An increase in input productivity will

Multiple Choice
shift the aggregate supply curve leftward.
reduce the equilibrium price level, assuming downward flexible prices.
reduce the equilibrium real output.
reduce aggregate demand.

1 answer

An increase in input productivity typically leads to lower production costs, which can increase the overall supply of goods and services in the economy. This would generally result in a rightward shift of the aggregate supply curve, leading to a higher real output and potentially a lower equilibrium price level.

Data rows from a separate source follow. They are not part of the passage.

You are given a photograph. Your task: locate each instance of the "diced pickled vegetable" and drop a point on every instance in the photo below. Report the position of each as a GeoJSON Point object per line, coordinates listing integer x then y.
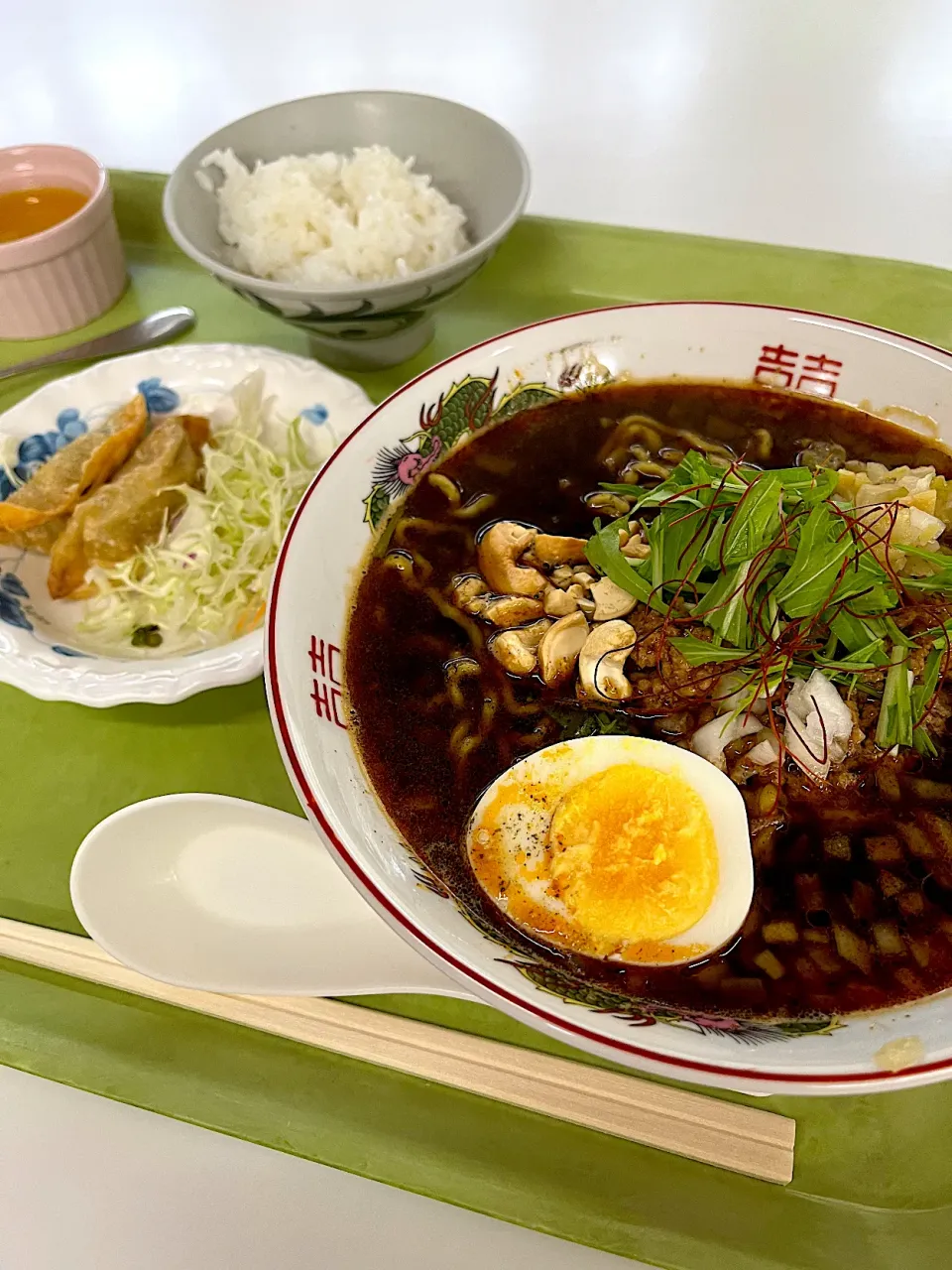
{"type": "Point", "coordinates": [853, 949]}
{"type": "Point", "coordinates": [826, 959]}
{"type": "Point", "coordinates": [763, 846]}
{"type": "Point", "coordinates": [890, 884]}
{"type": "Point", "coordinates": [888, 939]}
{"type": "Point", "coordinates": [771, 964]}
{"type": "Point", "coordinates": [780, 933]}
{"type": "Point", "coordinates": [837, 847]}
{"type": "Point", "coordinates": [862, 901]}
{"type": "Point", "coordinates": [807, 969]}
{"type": "Point", "coordinates": [884, 849]}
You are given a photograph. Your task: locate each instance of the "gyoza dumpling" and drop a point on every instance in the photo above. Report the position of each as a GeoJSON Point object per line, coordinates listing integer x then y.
{"type": "Point", "coordinates": [36, 515]}
{"type": "Point", "coordinates": [128, 512]}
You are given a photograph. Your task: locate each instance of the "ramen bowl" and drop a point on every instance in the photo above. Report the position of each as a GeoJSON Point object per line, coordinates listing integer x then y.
{"type": "Point", "coordinates": [324, 552]}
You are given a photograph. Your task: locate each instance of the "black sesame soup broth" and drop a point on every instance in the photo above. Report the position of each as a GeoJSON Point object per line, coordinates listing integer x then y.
{"type": "Point", "coordinates": [853, 867]}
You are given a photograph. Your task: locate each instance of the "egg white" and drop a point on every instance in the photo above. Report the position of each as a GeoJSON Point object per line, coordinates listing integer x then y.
{"type": "Point", "coordinates": [526, 820]}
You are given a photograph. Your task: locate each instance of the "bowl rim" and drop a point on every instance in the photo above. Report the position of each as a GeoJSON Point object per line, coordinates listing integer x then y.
{"type": "Point", "coordinates": [37, 243]}
{"type": "Point", "coordinates": [472, 254]}
{"type": "Point", "coordinates": [665, 1065]}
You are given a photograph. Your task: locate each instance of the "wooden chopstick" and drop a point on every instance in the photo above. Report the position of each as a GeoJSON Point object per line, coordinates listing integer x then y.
{"type": "Point", "coordinates": [744, 1139]}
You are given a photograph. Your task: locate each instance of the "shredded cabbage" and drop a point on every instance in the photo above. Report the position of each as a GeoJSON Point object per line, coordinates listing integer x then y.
{"type": "Point", "coordinates": [206, 579]}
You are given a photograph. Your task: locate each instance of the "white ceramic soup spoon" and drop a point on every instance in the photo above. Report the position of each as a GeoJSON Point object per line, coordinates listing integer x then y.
{"type": "Point", "coordinates": [216, 893]}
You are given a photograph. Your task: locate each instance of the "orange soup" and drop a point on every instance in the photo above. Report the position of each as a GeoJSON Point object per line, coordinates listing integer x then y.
{"type": "Point", "coordinates": [24, 212]}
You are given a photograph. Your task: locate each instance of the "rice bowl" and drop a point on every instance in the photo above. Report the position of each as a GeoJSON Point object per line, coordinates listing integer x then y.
{"type": "Point", "coordinates": [327, 220]}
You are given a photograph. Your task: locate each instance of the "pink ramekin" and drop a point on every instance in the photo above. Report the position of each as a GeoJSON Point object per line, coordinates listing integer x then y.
{"type": "Point", "coordinates": [67, 275]}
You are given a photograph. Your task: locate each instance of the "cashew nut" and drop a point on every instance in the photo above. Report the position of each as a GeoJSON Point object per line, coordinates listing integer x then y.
{"type": "Point", "coordinates": [555, 549]}
{"type": "Point", "coordinates": [562, 574]}
{"type": "Point", "coordinates": [560, 647]}
{"type": "Point", "coordinates": [560, 603]}
{"type": "Point", "coordinates": [512, 610]}
{"type": "Point", "coordinates": [602, 663]}
{"type": "Point", "coordinates": [532, 635]}
{"type": "Point", "coordinates": [611, 599]}
{"type": "Point", "coordinates": [516, 649]}
{"type": "Point", "coordinates": [499, 550]}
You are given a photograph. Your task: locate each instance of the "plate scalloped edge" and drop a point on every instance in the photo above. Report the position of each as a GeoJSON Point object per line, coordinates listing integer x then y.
{"type": "Point", "coordinates": [177, 376]}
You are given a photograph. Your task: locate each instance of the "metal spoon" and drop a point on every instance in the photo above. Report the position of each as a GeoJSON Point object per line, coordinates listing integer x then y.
{"type": "Point", "coordinates": [216, 893]}
{"type": "Point", "coordinates": [145, 333]}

With this understanding, you can evaluate the multiple choice options provided:

  1. Shift the aggregate supply curve leftward. - This is incorrect. An increase in productivity shifts the aggregate supply curve rightward, not leftward.

  2. Reduce the equilibrium price level, assuming downward flexible prices. - This is likely correct. Increased productivity can lead to lower costs and a greater supply, which can reduce the equilibrium price level.

  3. Reduce the equilibrium real output. - This is incorrect. Increased productivity typically increases real output rather than reducing it.

  4. Reduce aggregate demand. - This is incorrect. Increased productivity affects aggregate supply, not directly aggregate demand.

Based on these evaluations, the correct answer is: reduce the equilibrium price level, assuming downward flexible prices.